En 2016, environ 30 % des résultats de recherche en espagnol pour le mot "Juif" présentaient un contenu antisémite ; ce chiffre est aujourd’hui tombé à environ 3 %

"Terrorisme israélien" peint à la bombe en espagnol à Lujan de Cuyo, en Argentine. (DAIA Argentine via JTA)
"Terrorisme israélien" peint à la bombe en espagnol à Lujan de Cuyo, en Argentine. (DAIA Argentine via JTA)

BUENOS AIRES – Google, Facebook et YouTube ont réussi à retirer de leurs plateformes un pourcentage important de contenus antisémites en espagnol, a constaté un organisme de surveillance basé à Buenos Aires.
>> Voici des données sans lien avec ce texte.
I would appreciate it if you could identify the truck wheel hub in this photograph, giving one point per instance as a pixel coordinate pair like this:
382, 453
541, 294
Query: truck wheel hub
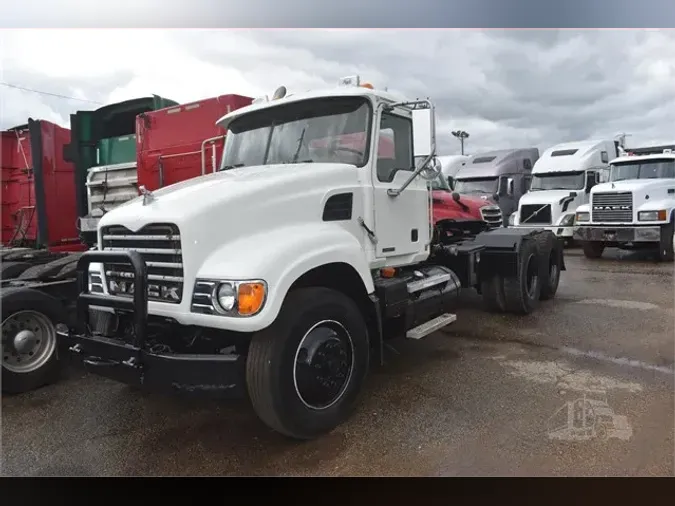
323, 365
29, 341
25, 341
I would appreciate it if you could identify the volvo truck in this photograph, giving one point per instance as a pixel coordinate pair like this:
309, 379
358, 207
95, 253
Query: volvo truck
562, 179
503, 176
281, 276
635, 209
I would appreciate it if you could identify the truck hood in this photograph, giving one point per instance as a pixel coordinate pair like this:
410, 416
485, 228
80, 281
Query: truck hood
547, 196
473, 202
235, 195
632, 185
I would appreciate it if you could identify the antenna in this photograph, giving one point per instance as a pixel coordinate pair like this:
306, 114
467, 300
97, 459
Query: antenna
622, 139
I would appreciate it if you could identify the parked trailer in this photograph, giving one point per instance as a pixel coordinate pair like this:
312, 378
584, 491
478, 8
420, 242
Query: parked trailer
297, 262
39, 238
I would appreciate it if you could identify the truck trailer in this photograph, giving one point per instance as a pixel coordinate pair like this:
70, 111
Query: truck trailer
298, 258
635, 209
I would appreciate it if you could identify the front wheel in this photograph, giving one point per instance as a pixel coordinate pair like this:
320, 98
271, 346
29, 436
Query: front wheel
305, 371
29, 342
522, 291
593, 249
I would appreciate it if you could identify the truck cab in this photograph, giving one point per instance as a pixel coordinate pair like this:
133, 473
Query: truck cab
635, 208
450, 165
502, 175
280, 276
103, 151
562, 179
450, 205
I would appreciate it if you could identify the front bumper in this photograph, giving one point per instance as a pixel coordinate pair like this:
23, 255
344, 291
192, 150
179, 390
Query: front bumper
132, 362
617, 234
565, 232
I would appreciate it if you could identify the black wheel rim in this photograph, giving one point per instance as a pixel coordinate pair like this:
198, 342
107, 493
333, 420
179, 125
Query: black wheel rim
531, 276
323, 364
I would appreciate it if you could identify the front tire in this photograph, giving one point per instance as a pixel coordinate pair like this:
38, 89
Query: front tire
305, 371
29, 342
523, 290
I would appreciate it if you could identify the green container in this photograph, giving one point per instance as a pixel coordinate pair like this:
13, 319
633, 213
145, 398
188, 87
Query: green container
116, 150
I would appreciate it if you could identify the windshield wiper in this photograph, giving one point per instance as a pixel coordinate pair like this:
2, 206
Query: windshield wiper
297, 151
228, 167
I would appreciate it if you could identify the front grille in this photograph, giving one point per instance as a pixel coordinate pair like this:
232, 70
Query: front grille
612, 207
492, 215
539, 214
160, 247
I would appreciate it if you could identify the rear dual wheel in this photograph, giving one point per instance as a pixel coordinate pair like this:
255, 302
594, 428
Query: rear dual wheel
305, 371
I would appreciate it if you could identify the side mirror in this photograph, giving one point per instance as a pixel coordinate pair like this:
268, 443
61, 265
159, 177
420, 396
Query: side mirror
591, 181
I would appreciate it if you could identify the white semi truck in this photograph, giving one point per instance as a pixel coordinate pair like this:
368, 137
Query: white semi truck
562, 179
281, 275
635, 208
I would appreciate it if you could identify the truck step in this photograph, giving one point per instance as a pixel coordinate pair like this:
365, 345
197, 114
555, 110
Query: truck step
431, 326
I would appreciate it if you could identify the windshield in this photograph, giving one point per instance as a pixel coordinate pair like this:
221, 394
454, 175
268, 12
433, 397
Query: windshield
441, 183
558, 181
482, 185
328, 130
646, 169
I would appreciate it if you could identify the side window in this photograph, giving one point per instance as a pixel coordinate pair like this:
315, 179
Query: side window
394, 150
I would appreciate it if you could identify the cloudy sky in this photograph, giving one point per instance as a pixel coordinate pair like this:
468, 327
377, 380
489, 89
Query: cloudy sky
507, 88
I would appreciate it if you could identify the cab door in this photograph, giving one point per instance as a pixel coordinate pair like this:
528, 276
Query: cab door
402, 225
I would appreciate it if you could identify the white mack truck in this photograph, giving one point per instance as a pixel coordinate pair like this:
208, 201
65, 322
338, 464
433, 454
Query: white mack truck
281, 275
635, 208
562, 179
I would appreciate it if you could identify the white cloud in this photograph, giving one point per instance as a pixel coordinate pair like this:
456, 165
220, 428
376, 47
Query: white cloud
506, 88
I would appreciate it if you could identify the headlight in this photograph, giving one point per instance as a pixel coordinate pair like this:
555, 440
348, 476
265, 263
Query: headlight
229, 298
652, 215
583, 217
226, 296
567, 221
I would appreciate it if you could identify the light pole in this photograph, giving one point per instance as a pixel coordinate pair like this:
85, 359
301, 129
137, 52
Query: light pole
461, 135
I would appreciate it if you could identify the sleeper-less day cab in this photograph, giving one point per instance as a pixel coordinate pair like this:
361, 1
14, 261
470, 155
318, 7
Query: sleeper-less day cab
635, 208
281, 275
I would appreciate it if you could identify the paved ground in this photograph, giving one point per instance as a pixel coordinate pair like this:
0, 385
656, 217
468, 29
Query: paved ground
487, 397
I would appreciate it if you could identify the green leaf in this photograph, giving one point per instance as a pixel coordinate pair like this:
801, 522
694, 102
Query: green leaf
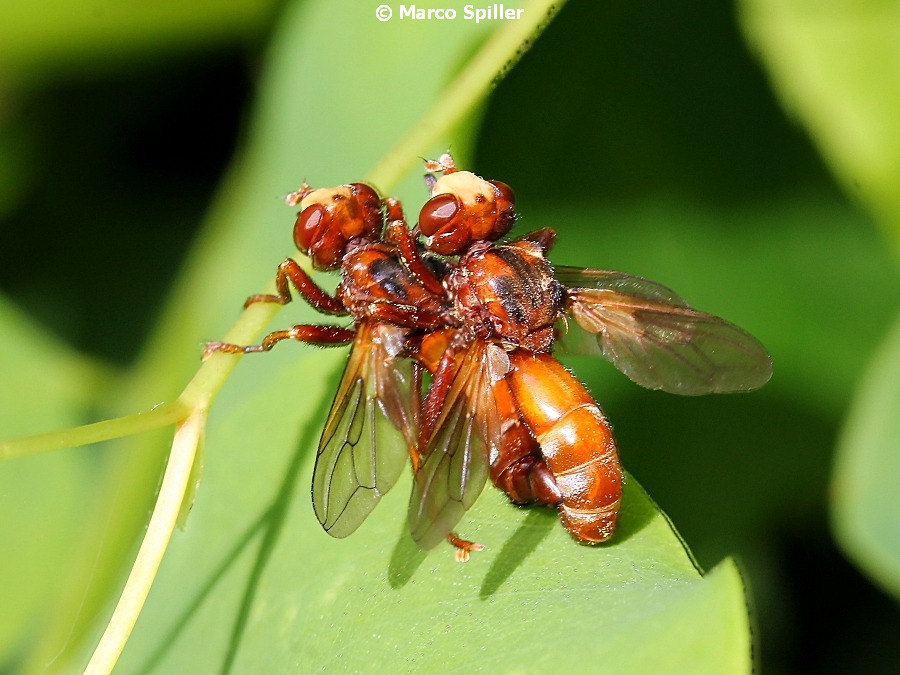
867, 470
836, 66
L’Observatoire du web, ou Observatorio Web – une initiative conjointe du Congrès juif latino-américain, une branche régionale du Congrès juif mondial, de l’organisation politique DAIA [Délégation des associations Israéliennes Argentine] qui abrite la communauté juive d’Argentine, et du centre communautaire juif AMIA – a publié un rapport le 25 septembre sur la prévalence de l’antisémitisme en ligne en espagnol. En 2016, environ
30 % des résultats de recherche en ligne en espagnol pour le mot « Juif » – « Judio » en espagnol – présentaient des contenus antisémites. Ce chiffre est aujourd’hui tombé à environ 3 %, selon le rapport.

La quantité de contenu antisémite dans les dix premiers résultats d’une recherche Google pour le seul mot “Judio” a chuté de 50 % au cours de l’année dernière.

L’espagnol est la deuxième langue la plus utilisée sur Facebook, et environ 30 % des contenus mentionnant des Juifs sur la plateforme en espagnol sont antisémites, selon le rapport. Parmi les contenus antisémites, environ 65 % comportaient le mot « sionisme » et environ 40 % le mot « Israël ».

« Israël et le sionisme sont les vecteurs de l’antisémitisme en ligne, c’est une tendance confirmée”, indique le rapport.

Dans le cas de YouTube, Observatorio Web a recensé 500 vidéos négationnistes en espagnol, désormais retirées par YouTube.

« Les sociétés commencent à combattre les les discours de haine, mais il reste encore beaucoup à faire », a déclaré le directeur de l’Observatorio Web, Ariel Siedler, au JTA.